Some applications run just fine on a single computer. For others, though, one computer isn’t enough. To run fast enough to be useful, these applications need to be broken into many different components, then have each of those components run simultaneously across many different machines. An application that needs to do lots of processing, for example, can benefit from using many CPUs in parallel, while an application that needs to access a large amount of data can improve its performance by using many disk drives at once.



When an application needs simultaneous access to many CPUs, many disk drives, or both, it can benefit from running on a cluster. A cluster is a group of computers, each with processing power and storage, capable of running an application in parallel across those machines. In virtually every case, the goal of using a cluster is to make applications run faster.

To support Windows-based clusters, Microsoft provides Windows HPC Server 2008 R2. This technology offers a way to create and manage clusters built using Windows servers, Windows desktop workstations, and Windows Azure instances in the public cloud. As its name suggests, the goal is to support high-performance computing (HPC), a category that includes a range of applications that can benefit from being distributed across a cluster. To allow this, Windows HPC Server 2008 R2 Service Pack (SP) 2 supports four major types of parallel applications.
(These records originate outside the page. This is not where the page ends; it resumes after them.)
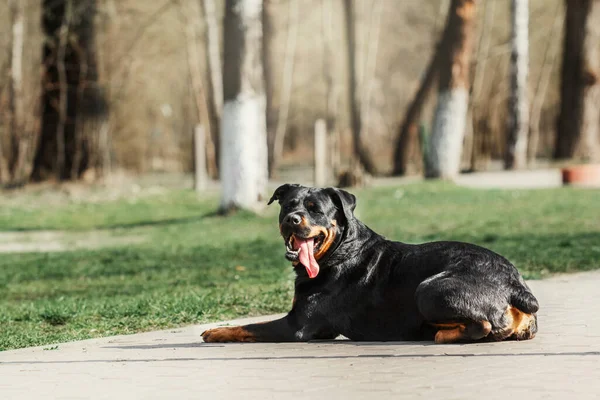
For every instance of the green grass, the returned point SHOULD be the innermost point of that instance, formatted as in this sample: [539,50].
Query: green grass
[197,267]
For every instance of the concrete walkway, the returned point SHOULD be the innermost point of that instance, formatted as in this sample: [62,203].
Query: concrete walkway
[563,362]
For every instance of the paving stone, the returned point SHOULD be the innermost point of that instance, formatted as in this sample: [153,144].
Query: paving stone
[563,361]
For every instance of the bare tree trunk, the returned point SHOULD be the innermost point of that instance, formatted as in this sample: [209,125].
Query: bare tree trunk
[409,129]
[474,135]
[579,119]
[542,86]
[63,84]
[518,127]
[82,83]
[213,58]
[243,168]
[286,84]
[451,112]
[408,134]
[195,71]
[16,102]
[360,151]
[269,72]
[370,68]
[331,93]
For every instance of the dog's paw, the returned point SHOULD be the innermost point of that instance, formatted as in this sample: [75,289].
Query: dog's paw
[227,334]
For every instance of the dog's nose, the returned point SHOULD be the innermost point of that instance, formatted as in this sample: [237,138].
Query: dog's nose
[293,219]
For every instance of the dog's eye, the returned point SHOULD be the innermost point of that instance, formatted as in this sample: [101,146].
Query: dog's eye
[312,207]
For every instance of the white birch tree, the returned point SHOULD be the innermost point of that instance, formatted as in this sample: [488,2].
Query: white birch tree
[453,93]
[518,127]
[243,162]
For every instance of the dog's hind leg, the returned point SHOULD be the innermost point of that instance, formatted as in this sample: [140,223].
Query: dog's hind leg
[517,325]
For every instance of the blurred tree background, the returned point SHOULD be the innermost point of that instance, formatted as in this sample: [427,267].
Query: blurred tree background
[91,87]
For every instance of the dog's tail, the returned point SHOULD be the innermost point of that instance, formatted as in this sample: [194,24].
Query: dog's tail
[524,300]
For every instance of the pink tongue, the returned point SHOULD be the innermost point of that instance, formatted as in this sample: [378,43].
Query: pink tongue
[307,257]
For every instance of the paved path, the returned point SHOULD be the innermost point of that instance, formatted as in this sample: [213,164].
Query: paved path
[562,362]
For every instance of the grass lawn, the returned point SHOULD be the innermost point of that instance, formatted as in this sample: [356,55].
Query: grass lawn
[195,267]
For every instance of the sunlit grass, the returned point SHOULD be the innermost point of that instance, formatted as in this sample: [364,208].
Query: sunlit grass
[197,267]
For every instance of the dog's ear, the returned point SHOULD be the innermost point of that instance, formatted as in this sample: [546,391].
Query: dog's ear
[281,191]
[346,202]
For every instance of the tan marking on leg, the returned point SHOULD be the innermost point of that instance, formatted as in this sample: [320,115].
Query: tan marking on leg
[228,334]
[521,324]
[454,335]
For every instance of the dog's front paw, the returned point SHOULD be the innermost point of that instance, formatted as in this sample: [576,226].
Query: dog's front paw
[228,334]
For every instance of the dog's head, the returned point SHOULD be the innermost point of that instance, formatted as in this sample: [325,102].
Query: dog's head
[312,221]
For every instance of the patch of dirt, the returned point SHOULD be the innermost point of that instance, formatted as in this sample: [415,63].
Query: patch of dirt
[57,241]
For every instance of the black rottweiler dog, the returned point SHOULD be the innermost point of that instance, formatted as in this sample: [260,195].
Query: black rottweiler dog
[352,281]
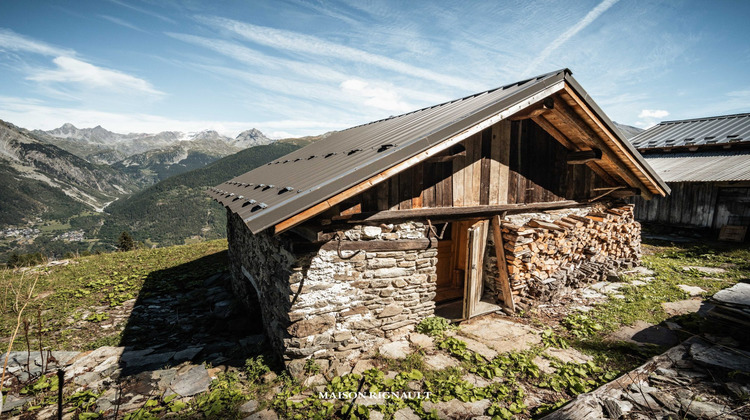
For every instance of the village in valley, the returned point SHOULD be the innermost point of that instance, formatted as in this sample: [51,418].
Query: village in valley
[503,251]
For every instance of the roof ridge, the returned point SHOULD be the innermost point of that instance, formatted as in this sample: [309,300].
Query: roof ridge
[473,95]
[716,117]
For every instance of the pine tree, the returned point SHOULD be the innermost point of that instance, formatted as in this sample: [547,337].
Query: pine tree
[125,242]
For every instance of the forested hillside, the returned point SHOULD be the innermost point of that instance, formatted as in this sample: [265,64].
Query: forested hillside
[177,208]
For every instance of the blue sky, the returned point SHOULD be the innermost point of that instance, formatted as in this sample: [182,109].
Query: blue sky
[297,67]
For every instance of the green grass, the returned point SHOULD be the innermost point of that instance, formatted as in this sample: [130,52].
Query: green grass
[106,280]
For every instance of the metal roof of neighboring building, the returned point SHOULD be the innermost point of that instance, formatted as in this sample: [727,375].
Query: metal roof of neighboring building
[703,167]
[283,188]
[723,129]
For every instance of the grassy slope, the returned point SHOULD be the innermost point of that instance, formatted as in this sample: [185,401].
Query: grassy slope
[106,279]
[177,208]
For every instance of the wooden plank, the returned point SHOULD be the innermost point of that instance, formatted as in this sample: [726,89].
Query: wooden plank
[502,266]
[381,190]
[435,150]
[584,156]
[484,190]
[428,185]
[378,245]
[629,158]
[462,212]
[566,115]
[457,184]
[475,267]
[404,189]
[393,193]
[554,132]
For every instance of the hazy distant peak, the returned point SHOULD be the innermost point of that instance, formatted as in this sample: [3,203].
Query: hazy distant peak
[250,138]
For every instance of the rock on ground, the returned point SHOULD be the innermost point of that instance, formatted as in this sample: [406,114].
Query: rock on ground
[501,334]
Clusters are used for a range of problems today. Traditionally, cluster computing has been synonymous with certain kinds of HPC, primarily scientific and technical applications such as simulating car crashes or modeling nuclear reactions. These kinds of workloads are still an important aspect of cluster computing, but they’re no longer the whole story. The applications that run on clusters today are broader than this, spreading out to address more business-oriented problems. Yet whatever a cluster-aware application does, the cluster it runs on has common requirements for management, job scheduling, and more. It makes sense to provide these in a single product, such as Windows HPC Server, then support a range of applications on this common foundation.


And with today’s broader notion of cluster, which includes desktop workstations and cloud instances as well as traditional on-premises servers, adopting this technology has gotten easier. Organizations need no longer make a large up-front investment in servers just to get started with cluster computing. Combined with the increasing breadth of applications supported on clusters—they’ve moved well beyond traditional HPC—this lower barrier to entry suggests an ever-broader role for this technology. Long relegated to a supporting role, cluster computing just might be headed for center stage.